Friday, May 6, 2016

Robert Creely and John Ashbery

After reading Creely’s poems, I couldn’t help but love the dude. I’m not sure I can distill exactly what it was about Creely or his poems that I loved so much… the more I try, the more I fail, but at this point in the semester I feel like that’s a good sign that I enjoyed the poetry. I wonder if it would be possible to come up with a more vague or un-critical method for judging poetry? Probably not.

I found Creely’s poems delightful in a William Carlos Williams way: they are elegantly spare– minimalistic, but intimate at the same time. Like Williams, Creely’s poems affirm the beauty of everyday “common” speech. I was a bit disappointed when I heard the audio of Williams’ reading, so I hesitated to even listen to Creely’s recording. I’m so glad I did. Creely’s reading was its own experience, and I enjoyed listening to him just as much as I enjoyed reading his poems on the page. I might have listened to “I Know a Man” a dozen or so times… (there are several different readings of this poem on the Penn Sound page, so it was kind of cool to compare them).

Again, I really don’t know what it is about “I Know a Man” that I found so delightful. Paradoxically, I found it slightly heartbreaking, especially when I heard the audio. Creely departs from Williams in the haltering, trembling voice of the speaker. He reads nearly all of the line breaks aloud, regardless of enjambment. My favorite was line 5:

 “. . . the darkness sur- / rounds us . . .”
Some critics find this break melodramatic, but it may have been my favorite moment in the poem. When Creely reads it aloud, his quavering voice emphasizes the broken up syllables, underscoring the line’s emotional force. The nervous speaker (who is always talking), terrified of the existential darkness closing in on him, is then jerked back to reality by his “friend” (who is called John, although that is not his name) in the last stanza. Apparently, the speaker is driving a car, and all his chatter about his inner fears might be distracting him from the task at hand (operating a motor vehicle). Even though the friend might be a little exasperated with the poem's speaker (henceforth referred to as Bob), I’m glad he’s there with him, because it’s probably not a good idea for Bob to be alone when he’s in such a state. Also, Bob needs help getting out of his own head, and don’t we all need help with this from time to time?

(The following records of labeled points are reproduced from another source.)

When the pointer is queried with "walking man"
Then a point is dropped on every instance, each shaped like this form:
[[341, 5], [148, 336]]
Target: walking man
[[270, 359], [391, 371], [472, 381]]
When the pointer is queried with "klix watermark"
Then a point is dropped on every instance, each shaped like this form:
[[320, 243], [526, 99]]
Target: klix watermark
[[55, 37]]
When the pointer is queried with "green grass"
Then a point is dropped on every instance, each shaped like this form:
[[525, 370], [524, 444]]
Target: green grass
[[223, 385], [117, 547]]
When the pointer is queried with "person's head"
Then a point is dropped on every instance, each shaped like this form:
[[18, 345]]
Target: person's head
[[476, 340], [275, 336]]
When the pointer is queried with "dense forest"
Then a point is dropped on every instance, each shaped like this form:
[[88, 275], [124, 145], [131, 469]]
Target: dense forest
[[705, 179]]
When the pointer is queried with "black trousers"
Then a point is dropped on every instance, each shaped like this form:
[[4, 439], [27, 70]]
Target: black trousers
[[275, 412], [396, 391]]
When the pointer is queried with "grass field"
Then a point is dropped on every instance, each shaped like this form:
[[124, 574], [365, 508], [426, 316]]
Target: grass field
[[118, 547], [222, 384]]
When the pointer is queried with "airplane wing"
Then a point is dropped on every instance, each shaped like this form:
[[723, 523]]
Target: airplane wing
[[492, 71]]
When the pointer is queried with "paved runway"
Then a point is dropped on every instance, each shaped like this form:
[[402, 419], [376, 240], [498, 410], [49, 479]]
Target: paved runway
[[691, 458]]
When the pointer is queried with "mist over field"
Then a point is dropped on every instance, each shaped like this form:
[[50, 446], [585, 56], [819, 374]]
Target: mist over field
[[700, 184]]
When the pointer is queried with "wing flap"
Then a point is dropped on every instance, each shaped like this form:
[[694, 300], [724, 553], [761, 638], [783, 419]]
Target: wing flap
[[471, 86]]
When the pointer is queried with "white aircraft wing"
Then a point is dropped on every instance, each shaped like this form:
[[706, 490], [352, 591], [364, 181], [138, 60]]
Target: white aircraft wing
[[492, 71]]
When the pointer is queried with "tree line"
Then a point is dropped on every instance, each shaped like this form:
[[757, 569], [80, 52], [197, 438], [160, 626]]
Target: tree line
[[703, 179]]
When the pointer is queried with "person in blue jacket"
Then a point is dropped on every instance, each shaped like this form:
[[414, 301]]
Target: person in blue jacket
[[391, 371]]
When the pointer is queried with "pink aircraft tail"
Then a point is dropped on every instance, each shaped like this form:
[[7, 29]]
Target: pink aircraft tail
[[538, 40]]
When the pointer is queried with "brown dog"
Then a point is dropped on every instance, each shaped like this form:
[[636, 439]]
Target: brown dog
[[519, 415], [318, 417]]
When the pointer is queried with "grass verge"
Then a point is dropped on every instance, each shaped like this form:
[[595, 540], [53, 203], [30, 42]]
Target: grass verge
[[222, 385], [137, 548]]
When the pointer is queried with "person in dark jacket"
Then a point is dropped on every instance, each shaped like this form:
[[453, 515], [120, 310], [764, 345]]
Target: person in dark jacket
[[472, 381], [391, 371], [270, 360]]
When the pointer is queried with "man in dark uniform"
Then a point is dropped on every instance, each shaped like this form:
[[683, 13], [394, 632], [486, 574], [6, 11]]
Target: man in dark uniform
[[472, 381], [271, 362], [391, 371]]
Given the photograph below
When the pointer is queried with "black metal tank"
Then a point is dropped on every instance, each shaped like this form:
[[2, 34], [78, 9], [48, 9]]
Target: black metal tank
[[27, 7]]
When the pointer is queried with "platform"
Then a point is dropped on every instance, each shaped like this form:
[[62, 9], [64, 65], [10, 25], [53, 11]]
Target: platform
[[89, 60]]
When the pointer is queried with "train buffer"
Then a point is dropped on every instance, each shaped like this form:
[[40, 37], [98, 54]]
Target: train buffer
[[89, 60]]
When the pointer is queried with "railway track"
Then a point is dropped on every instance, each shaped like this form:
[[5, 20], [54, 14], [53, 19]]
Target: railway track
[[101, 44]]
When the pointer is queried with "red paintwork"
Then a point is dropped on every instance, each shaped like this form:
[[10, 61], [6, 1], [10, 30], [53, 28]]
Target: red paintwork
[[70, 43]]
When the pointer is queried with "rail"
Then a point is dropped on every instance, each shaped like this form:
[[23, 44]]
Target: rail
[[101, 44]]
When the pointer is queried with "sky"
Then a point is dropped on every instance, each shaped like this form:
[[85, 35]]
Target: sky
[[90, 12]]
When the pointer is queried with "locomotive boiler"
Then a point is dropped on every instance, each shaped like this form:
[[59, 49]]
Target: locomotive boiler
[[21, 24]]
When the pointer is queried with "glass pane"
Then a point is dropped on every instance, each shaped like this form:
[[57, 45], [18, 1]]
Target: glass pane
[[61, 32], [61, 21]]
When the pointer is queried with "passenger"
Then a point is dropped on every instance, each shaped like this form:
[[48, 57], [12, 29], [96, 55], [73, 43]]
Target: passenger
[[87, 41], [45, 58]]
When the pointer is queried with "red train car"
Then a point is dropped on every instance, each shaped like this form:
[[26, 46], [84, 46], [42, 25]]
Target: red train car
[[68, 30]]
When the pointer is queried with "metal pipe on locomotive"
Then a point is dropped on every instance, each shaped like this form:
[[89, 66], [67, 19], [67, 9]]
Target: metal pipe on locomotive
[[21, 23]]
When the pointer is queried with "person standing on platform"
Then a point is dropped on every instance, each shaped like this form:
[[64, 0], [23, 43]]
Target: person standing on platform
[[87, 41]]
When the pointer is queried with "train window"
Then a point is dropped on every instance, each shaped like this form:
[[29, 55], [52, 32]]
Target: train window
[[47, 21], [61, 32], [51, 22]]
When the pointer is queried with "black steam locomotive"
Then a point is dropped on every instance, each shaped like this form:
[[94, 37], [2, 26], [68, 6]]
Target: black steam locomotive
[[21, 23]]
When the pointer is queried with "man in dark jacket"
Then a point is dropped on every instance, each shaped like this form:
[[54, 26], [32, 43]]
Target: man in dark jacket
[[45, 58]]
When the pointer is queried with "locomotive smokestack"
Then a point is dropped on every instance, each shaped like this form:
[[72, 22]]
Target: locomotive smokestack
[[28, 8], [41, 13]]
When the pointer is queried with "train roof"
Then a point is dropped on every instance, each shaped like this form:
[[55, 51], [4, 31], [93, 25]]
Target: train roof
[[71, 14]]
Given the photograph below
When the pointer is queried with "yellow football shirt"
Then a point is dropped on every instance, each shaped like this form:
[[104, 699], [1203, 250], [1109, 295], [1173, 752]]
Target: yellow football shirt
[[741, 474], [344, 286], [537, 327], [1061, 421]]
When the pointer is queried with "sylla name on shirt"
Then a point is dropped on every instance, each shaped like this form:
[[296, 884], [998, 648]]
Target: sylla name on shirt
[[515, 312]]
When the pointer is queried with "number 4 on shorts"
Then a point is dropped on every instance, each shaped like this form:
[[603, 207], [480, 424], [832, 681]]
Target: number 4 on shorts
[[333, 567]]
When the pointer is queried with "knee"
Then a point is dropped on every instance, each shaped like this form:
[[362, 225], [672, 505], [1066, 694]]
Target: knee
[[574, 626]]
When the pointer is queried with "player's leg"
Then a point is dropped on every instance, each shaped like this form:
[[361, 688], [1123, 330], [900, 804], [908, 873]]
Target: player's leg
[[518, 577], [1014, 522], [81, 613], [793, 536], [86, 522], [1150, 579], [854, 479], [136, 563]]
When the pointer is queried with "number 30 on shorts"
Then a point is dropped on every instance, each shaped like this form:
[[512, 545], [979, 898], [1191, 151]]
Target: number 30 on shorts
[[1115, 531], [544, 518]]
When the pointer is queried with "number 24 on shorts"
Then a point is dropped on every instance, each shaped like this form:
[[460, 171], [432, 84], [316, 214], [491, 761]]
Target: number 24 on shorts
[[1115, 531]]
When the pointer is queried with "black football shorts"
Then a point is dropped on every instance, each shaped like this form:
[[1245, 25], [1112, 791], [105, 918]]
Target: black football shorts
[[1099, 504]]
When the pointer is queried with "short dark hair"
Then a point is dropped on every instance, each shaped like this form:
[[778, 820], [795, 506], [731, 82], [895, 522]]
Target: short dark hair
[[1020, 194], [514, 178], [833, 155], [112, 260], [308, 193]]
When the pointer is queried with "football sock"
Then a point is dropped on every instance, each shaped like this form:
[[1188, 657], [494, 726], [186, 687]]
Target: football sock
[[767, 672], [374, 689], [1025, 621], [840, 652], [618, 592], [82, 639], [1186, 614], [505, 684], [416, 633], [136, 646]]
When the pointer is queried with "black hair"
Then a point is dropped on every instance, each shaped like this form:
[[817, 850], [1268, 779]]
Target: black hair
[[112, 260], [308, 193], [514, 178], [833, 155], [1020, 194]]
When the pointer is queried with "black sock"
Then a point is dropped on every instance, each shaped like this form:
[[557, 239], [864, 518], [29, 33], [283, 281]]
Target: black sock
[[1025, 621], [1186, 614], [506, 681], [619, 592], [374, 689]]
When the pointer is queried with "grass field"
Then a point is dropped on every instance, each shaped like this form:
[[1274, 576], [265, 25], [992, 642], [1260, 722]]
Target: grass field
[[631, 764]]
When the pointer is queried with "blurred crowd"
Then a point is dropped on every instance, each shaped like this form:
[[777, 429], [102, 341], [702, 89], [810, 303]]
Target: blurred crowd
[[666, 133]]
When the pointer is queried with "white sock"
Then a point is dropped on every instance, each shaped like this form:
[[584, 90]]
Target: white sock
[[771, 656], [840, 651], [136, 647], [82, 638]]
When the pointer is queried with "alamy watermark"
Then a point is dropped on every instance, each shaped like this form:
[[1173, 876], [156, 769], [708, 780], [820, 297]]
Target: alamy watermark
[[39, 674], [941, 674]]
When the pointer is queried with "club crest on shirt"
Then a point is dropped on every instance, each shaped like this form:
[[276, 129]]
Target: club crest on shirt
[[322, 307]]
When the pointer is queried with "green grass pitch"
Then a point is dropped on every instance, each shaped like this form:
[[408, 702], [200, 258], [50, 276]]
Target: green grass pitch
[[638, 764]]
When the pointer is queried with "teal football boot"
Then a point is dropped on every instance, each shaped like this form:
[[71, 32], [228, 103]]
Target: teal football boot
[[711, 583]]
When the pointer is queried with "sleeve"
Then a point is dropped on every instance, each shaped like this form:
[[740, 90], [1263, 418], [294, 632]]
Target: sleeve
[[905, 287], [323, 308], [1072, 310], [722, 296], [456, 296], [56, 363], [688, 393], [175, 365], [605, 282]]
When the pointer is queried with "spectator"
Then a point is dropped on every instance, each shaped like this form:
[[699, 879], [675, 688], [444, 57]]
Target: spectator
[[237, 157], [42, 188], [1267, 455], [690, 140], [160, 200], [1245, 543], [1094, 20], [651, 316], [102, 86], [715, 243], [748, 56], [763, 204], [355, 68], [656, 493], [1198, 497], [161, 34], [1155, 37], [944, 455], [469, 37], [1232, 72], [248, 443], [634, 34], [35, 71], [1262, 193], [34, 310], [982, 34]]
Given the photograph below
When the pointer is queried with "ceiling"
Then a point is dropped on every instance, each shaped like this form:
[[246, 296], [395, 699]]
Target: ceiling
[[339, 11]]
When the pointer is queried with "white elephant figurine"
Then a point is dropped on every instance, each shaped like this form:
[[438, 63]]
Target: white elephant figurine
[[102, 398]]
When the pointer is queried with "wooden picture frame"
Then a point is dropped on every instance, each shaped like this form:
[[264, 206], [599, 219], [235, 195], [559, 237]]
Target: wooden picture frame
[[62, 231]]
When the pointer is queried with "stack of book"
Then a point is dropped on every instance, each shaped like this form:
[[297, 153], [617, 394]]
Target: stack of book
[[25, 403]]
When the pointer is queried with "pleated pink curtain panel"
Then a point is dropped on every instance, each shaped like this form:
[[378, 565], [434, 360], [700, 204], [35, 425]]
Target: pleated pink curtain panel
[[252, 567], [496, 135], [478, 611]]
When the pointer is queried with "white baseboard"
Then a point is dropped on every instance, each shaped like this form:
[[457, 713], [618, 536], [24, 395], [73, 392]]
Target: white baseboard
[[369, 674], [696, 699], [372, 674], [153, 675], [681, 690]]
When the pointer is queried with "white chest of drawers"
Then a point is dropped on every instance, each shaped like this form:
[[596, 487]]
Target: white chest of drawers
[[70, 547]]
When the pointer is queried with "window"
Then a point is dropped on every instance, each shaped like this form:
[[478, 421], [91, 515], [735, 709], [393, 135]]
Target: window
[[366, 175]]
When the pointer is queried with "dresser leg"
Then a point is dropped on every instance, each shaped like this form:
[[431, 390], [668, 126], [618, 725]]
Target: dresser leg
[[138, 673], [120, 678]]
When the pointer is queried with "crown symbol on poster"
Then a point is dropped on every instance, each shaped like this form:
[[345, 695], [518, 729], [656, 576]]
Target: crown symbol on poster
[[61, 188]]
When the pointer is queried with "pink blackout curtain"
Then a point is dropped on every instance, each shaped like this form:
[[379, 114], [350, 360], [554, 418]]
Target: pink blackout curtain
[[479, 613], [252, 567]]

John Ashbery is another poet who seems less concerned with “making sense,” as he does with the fact that the world signifies to us at all– at least when we are paying attention. In “Some Trees,” the speaker sees beauty in (yep) “some trees” on an ordinary winter morning:  


Some Trees
These are amazing: each
Joining a neighbor, as though speech
Were a still performance.
Arranging by chance


To meet as far this morning
From the world as agreeing
With it, you and I
Are suddenly what the trees try


To tell us we are:
That their merely being there
Means something; that soon
We may touch, love, explain.


And glad not to have invented
Such comeliness, we are surrounded:
A silence already filled with noises,
A canvas on which emerges

A chorus of smiles, a winter morning.
Placed in a puzzling light, and moving,
Our days put on such reticence
These accents seem their own defense.
I love how in the second stanza, you and I “are suddenly what the trees try / To tell us we are: / That their merely being there / Means something . . .” And later, the notion that we didn't invent "such comeliness" reminds us to pay attention; the world is worth puzzling over.

In Ashbery’s poem, we are surrounded not by darkness, but by a "silence already filled with noises..." Like the trees that give their “still performance” in the first stanza, the world speaks in a language we can’t always understand. But Ashbery reminds us that the fact the world even speaks at all is astonishing. The act of interpretation doesn’t have to paralyze us! Perhaps the “still performance” that is hiding in plain sight is an invitation to something amazing.